During the next decade, we must take every opportunity to strengthen a coordinated global capacity to face future threats to the public’s health. Combating racism and discrimination will remain crucial. In his book about AIDS, Gardening in Clay, Dr. Ronald O. Valdiserri, a professor at the Rollins School of Public Health, compares combating discrimination with weeding a garden. Combating discrimination must be continuous and collaborative. We cannot take a break and let up or the weeds of discrimination will flourish. 13
Public health challenges will arise throughout our careers. While it is not possible to predict the future, we can prepare for it. It is important to know yourself and your own strengths. Be confident in your abilities, and remain open to new opportunities and challenges. Work closely with others with whom you share goals and passion and have complementary skills. Science will progress and greatly assist our efforts. We need to exploit the strengths of science but also recognize its limits. Science by itself will be insufficient. Improving public health and engendering trust require leadership, advocacy, excellent communication, and hard work. Do not be satisfied with the status quo. Improving public health will require constantly redefining what is unacceptable and taking action.
Academic deans, directors, and faculty have great opportunities and responsibilities for leadership in public health, both at our own institutions and more broadly. This leadership involves working with colleagues locally and globally to define and address public health challenges with science and social justice.

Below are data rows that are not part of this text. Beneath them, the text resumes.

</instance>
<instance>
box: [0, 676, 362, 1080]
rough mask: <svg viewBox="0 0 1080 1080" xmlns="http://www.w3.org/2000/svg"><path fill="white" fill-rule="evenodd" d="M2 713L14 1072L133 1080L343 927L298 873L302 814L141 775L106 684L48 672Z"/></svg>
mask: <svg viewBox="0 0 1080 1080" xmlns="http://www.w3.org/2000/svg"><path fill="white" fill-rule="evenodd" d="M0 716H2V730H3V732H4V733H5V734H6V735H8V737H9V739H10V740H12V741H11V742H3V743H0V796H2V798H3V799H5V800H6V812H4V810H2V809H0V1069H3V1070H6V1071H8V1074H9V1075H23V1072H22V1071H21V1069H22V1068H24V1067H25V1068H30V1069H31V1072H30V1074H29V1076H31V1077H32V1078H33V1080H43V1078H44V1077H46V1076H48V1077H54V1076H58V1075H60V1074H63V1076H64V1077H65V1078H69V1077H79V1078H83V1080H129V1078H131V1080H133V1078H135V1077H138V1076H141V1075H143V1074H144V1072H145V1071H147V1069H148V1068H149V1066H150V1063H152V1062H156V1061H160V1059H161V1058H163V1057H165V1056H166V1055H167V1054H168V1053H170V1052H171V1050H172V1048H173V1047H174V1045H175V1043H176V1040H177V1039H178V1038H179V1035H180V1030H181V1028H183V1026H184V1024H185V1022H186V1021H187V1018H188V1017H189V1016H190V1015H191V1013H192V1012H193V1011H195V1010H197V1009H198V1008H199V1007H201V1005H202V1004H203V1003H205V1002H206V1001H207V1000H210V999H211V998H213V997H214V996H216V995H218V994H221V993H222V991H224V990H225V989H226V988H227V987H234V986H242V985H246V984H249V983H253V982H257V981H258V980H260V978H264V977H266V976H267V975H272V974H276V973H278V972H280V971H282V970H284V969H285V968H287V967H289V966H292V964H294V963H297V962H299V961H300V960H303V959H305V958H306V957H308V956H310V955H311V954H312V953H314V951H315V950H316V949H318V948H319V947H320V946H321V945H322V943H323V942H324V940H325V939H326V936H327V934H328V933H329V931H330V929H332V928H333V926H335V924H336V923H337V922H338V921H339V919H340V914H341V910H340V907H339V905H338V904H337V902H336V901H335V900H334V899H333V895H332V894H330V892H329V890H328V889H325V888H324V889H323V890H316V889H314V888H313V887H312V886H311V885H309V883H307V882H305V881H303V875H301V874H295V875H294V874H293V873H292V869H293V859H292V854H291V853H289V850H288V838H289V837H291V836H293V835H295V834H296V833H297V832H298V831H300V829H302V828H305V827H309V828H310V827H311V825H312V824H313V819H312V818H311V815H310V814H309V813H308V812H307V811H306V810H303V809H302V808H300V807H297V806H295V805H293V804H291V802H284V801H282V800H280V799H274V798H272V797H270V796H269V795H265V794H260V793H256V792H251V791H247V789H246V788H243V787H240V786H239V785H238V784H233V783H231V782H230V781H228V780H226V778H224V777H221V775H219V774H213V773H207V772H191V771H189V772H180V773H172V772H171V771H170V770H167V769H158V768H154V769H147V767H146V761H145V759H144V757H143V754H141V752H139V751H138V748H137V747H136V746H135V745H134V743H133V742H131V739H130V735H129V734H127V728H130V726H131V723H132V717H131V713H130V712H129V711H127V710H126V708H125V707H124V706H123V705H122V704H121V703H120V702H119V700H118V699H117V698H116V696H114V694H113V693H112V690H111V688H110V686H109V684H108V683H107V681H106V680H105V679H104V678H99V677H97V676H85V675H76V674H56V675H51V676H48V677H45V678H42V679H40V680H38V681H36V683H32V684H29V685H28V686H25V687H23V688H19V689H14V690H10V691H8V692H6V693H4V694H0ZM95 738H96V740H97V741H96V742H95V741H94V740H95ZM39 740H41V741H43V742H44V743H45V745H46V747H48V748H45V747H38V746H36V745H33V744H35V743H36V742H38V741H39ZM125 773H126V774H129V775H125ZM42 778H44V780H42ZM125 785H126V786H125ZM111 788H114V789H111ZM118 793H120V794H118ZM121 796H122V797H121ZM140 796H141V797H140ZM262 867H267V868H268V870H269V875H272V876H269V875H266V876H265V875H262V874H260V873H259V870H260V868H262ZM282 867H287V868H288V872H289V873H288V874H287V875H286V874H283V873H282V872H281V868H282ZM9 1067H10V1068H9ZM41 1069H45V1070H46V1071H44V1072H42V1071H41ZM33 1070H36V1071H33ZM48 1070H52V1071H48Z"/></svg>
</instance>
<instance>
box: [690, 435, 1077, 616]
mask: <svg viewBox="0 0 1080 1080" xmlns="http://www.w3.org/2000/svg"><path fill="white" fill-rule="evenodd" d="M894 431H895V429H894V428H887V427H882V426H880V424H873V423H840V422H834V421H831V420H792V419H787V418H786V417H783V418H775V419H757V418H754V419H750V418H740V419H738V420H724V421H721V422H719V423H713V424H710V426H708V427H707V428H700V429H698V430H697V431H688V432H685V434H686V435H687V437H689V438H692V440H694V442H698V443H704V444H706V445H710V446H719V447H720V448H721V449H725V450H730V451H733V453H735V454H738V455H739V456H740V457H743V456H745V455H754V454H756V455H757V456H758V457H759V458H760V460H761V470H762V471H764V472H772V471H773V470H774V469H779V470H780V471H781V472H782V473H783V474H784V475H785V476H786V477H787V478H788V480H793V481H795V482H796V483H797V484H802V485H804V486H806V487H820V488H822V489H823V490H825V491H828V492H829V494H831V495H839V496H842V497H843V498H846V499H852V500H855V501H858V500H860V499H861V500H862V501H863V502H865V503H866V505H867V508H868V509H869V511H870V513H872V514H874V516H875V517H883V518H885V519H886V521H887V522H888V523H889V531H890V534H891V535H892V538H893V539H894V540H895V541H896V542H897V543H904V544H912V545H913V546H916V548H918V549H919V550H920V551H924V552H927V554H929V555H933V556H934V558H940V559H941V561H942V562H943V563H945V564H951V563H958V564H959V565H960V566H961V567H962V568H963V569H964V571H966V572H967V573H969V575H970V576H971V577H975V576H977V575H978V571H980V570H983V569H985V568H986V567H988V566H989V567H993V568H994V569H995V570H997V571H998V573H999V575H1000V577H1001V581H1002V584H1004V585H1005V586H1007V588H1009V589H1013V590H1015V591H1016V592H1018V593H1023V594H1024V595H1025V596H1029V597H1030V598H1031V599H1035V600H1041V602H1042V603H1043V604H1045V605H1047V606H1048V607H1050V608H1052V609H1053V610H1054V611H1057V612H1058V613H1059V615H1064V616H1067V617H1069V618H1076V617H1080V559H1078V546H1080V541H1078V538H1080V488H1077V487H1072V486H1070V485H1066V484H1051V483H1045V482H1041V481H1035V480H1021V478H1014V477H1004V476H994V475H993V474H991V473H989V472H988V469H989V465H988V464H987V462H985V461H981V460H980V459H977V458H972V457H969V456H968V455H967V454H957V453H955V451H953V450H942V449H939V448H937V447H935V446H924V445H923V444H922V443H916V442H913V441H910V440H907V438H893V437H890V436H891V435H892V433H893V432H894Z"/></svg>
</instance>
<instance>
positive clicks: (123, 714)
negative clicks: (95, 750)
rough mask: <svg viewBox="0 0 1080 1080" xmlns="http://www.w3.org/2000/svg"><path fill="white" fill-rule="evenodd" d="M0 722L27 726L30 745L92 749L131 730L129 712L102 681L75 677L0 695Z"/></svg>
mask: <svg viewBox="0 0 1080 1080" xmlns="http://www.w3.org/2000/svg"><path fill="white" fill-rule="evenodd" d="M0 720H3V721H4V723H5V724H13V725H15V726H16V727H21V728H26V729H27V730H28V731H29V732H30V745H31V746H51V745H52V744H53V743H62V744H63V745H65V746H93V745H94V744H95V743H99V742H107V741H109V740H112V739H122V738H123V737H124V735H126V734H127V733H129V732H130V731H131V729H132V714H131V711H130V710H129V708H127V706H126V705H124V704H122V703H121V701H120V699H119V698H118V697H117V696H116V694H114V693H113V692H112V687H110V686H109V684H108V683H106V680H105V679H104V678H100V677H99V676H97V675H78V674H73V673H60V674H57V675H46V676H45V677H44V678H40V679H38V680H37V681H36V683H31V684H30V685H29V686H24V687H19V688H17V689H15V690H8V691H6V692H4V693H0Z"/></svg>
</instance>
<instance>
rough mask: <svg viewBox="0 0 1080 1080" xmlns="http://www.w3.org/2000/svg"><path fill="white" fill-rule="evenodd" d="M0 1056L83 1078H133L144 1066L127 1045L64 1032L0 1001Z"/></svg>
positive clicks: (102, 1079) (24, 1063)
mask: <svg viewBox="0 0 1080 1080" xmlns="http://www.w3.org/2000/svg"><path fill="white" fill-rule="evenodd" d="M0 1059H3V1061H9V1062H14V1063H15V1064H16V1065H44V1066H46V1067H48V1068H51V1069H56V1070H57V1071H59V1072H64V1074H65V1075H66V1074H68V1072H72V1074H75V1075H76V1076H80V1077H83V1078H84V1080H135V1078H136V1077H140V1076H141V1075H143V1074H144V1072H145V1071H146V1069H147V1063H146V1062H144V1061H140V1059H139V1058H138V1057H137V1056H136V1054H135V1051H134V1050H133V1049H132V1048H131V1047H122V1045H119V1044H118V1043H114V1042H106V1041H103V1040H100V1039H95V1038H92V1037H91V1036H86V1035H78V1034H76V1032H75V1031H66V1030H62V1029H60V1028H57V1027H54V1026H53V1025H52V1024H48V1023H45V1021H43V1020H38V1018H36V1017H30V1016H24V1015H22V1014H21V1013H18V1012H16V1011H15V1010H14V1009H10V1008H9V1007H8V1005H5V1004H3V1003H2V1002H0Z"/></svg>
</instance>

A close friend and colleague of mine was the late Dr Jonathan Mann, who died with his wife, Dr Mary Lou Clements-Mann, in 1998 in a Swiss Air crash en route to Geneva. At the time, he was serving as the founding dean of the Drexel Dornsife School of Public Health in Philadelphia. In the 1980s, he was the founding director of the World Health Organization Programme on AIDS, where he linked the global fight against HIV to the pursuit of human rights.
Shortly before Dr Mann and his wife died, he addressed the XII International Conference on AIDS in Geneva, stating, “Our responsibility is historic. For when the history of AIDS and the global response is written, our most precious contribution may well be that at a time of plague, we did not flee, we did not hide, we did not separate ourselves.” 14
As with AIDS and COVID-19, we must continue to face future public health challenges by working together. You and your colleagues are up to the challenge, and you will have great success, satisfaction, and enjoyment in your public health careers. Thanks to all of you for this recognition and especially for what you do in public health.
Footnotes
Acknowledgements
This commentary was excerpted from an address at the awards ceremony at the Association of Schools and Programs of Public Health Annual Meeting in March 2023 in Washington, DC. It was edited for publication in Public Health Reports.
Declaration of Conflicting Interests
The author declared no potential conflicts of interest with respect to the research, authorship, and/or publication of this article.
Funding
The author received no financial support for the research, authorship, and/or publication of this article.